Observation data (J2000 epoch)
- Constellation: Leo Minor
- Right ascension: 10^{h} 27^{m} 18^{s}
- Declination: +28° 30′ 26″
- Redshift: 0.004423
- Heliocentric radial velocity: 1,326±5 km/s
- Apparent magnitude (V): 10.7
- Apparent magnitude (B): 11.6

Characteristics
- Type: SA(r)0^0^
- Apparent size (V): 3.2′ × 1.8′

Other designations
- NGC 3245,MCG+05-25-013, LEDA 30744

= NGC 3245 =

Galaxy in the constellation Leo Minor

NGC 3245 is a lenticular galaxy in the constellation Leo Minor. It was discovered by German-British astronomer William Herschel on April 11, 1785. The galaxy has an apparent visual magnitude of 10.7 and spans an angular size of 3.2±× arcminute. It is located at a distance of 20.9 Mpc. The morphological classification of NGC 3245 is SA(r)0^0^, which is consistent with a lenticular galaxy (SA0) possessing a ring-like structure (r).

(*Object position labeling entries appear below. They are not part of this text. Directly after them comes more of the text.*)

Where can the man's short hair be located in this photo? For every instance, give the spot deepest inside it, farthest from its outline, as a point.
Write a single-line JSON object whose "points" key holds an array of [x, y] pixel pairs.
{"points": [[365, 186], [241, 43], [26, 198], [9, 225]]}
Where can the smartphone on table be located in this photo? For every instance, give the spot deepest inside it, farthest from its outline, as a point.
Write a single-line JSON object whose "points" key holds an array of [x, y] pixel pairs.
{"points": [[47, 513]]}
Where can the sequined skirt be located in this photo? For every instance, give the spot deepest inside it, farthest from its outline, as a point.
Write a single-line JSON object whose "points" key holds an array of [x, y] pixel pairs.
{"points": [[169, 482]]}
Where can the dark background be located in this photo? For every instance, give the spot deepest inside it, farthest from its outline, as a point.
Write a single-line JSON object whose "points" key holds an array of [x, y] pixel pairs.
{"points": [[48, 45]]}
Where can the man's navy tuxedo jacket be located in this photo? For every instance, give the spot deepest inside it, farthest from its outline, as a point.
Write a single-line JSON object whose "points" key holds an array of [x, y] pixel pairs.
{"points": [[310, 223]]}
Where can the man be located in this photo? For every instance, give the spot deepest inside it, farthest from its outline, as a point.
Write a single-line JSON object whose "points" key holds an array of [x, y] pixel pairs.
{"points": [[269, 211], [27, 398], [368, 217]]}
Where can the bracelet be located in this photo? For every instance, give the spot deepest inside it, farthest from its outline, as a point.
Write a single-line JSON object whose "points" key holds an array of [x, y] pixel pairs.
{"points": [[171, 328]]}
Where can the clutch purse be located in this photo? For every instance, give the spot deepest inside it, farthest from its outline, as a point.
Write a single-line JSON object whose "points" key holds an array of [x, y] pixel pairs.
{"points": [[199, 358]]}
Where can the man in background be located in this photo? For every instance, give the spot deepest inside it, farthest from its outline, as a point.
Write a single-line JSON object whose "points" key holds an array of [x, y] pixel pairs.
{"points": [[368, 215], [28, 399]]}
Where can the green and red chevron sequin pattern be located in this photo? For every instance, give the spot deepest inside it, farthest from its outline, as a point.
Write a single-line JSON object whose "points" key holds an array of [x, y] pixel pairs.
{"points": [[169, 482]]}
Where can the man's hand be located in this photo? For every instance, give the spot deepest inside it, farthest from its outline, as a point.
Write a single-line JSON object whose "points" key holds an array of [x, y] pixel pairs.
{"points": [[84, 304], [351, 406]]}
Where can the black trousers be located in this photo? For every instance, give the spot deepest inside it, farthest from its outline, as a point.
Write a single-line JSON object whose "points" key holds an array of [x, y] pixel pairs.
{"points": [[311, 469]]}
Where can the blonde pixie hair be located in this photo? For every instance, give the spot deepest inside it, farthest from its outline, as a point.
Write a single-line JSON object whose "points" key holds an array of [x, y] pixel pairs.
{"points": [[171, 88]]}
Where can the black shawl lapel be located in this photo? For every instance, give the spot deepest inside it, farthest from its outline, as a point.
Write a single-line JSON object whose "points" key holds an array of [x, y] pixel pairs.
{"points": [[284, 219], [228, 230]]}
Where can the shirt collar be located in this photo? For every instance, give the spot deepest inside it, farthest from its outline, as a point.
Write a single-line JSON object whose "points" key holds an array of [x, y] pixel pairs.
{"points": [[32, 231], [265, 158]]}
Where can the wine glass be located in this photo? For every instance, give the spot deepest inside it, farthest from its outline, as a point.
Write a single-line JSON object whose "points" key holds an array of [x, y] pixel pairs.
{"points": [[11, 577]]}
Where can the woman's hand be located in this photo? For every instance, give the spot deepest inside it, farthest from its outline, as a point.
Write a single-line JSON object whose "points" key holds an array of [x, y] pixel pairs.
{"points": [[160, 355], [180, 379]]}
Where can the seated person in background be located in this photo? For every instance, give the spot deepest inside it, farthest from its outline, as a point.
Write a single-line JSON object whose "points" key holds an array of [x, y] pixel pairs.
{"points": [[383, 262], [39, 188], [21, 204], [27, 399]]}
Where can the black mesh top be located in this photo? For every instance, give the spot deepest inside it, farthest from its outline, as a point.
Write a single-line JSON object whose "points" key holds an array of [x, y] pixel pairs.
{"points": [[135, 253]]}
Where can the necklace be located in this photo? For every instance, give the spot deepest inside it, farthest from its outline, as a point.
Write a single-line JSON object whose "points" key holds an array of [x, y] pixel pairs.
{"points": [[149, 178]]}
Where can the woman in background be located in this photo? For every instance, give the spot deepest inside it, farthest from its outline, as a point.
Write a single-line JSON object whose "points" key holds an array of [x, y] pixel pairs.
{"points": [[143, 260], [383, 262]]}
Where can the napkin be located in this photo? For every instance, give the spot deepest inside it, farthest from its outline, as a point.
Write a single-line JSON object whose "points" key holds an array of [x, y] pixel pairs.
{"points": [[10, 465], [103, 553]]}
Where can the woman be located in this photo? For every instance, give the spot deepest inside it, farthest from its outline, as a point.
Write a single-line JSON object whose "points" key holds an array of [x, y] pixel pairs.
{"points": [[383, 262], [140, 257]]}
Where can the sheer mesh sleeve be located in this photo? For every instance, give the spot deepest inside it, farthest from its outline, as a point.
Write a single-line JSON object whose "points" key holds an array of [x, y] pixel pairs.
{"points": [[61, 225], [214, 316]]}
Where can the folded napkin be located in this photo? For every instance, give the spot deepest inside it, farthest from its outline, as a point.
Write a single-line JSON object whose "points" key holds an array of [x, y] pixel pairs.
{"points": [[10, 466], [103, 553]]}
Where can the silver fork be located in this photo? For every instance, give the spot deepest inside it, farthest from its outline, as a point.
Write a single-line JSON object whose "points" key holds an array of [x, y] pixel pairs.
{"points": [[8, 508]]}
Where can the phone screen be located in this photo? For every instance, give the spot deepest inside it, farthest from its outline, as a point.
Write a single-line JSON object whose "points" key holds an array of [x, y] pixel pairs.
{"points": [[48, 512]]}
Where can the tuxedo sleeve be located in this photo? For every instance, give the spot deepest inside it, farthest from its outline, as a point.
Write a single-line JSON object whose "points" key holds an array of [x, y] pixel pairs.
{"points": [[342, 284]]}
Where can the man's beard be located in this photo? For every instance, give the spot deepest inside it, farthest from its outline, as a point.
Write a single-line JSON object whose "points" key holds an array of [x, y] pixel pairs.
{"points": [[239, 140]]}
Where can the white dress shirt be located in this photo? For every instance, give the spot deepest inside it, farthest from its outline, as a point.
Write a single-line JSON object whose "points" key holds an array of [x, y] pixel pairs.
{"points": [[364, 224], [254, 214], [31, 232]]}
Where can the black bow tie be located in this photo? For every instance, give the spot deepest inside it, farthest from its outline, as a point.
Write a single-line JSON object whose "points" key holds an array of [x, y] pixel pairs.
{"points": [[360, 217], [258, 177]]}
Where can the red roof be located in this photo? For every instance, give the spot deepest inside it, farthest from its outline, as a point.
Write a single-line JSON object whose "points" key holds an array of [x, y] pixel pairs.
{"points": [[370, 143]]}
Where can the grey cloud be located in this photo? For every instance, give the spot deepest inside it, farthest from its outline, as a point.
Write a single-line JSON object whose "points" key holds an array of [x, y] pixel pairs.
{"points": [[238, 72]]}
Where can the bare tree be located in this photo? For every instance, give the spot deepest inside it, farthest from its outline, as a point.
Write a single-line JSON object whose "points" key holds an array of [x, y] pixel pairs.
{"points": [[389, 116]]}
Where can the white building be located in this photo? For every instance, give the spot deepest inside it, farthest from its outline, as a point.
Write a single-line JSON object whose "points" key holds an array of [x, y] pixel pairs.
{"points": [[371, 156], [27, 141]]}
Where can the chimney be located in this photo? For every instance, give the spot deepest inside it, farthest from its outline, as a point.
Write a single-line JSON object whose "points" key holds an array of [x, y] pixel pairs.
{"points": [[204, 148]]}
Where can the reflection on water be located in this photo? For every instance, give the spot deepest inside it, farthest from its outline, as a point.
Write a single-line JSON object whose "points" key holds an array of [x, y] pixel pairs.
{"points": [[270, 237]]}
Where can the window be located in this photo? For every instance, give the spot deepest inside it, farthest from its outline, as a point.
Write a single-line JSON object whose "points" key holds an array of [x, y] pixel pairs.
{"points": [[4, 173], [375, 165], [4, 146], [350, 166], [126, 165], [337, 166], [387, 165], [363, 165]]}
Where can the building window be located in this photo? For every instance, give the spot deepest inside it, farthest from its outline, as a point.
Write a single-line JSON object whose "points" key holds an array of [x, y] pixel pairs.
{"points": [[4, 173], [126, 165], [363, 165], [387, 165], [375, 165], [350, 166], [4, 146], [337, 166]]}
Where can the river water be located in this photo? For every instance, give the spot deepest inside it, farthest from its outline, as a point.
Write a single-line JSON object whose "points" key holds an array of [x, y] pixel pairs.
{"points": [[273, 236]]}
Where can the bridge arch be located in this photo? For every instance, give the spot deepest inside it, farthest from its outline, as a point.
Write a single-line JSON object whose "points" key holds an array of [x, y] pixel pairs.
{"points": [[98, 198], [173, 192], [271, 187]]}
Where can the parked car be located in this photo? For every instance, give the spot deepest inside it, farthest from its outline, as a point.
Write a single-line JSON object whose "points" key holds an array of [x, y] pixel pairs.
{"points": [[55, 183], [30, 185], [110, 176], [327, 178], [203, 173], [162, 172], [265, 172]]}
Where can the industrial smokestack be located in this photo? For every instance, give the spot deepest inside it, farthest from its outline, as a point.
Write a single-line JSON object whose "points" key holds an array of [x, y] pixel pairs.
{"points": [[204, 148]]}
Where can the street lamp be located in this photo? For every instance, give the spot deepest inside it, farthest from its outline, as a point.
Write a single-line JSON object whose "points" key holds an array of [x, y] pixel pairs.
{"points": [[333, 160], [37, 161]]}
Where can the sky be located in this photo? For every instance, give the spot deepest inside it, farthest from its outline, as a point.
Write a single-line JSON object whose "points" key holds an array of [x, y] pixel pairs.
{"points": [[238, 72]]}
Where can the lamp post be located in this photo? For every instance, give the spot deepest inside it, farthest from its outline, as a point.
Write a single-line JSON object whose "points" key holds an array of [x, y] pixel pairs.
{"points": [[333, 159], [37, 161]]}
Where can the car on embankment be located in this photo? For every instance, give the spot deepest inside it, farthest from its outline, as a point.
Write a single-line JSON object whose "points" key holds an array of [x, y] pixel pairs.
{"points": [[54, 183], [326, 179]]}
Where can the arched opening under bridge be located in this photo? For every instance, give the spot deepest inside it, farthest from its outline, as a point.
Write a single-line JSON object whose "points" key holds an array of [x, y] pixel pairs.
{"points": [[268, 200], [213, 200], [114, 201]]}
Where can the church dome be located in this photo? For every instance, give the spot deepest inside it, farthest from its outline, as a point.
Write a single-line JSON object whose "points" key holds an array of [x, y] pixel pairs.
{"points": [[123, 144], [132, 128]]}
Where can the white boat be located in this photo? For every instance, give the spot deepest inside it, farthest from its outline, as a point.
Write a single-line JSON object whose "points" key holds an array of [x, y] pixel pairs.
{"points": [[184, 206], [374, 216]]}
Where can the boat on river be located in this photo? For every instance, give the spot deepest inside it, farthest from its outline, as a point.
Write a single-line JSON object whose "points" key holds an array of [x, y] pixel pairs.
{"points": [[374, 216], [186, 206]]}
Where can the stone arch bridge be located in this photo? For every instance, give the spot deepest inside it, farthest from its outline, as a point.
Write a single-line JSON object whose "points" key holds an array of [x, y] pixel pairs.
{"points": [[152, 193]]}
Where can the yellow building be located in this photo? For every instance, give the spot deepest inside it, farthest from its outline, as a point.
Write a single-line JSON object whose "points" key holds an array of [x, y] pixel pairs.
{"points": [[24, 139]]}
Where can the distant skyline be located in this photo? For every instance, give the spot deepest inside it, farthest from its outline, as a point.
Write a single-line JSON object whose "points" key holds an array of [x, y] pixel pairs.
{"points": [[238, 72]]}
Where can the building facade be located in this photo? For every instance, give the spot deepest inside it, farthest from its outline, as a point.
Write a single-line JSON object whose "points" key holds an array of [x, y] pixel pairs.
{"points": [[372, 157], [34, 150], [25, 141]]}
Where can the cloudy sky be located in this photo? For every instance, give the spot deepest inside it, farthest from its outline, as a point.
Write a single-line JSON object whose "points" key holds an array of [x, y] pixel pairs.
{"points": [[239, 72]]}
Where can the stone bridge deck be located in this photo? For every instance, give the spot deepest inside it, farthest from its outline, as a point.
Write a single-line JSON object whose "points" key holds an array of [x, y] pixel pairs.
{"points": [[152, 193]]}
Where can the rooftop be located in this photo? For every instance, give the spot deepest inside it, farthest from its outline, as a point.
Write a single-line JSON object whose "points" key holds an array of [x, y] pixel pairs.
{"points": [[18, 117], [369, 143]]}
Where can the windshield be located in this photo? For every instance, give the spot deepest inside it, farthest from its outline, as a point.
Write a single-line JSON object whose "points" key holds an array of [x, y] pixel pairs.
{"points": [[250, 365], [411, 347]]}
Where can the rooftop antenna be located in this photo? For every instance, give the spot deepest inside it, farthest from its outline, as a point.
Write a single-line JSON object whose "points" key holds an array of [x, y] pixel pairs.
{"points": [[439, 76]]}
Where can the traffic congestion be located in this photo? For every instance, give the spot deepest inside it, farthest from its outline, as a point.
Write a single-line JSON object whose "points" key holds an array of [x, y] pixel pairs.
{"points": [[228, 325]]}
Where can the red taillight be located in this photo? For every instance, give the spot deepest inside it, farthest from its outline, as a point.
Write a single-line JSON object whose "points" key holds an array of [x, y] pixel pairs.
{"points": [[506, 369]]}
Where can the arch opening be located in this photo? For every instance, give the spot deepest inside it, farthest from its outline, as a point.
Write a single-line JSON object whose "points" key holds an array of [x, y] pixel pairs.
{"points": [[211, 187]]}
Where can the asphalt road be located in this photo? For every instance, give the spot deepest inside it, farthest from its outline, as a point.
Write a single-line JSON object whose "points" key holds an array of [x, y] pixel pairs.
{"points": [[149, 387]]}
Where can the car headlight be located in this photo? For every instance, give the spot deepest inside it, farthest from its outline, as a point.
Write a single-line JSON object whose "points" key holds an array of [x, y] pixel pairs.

There is a circumnuclear dust with a radius of 1.1 arcsecond, which corresponds to a radius of 110 pc. The rotational motion of this disk is consistent with a supermassive black hole at the core with a mass of 2.1±0.5×10^8 solar mass, or 210 million times the mass of the Sun.

This is a member of the NGC 3254 Group of galaxies, which is a member of the Leo II Groups, a series of galaxies and galaxy clusters strung out from the right edge of the Virgo Supercluster.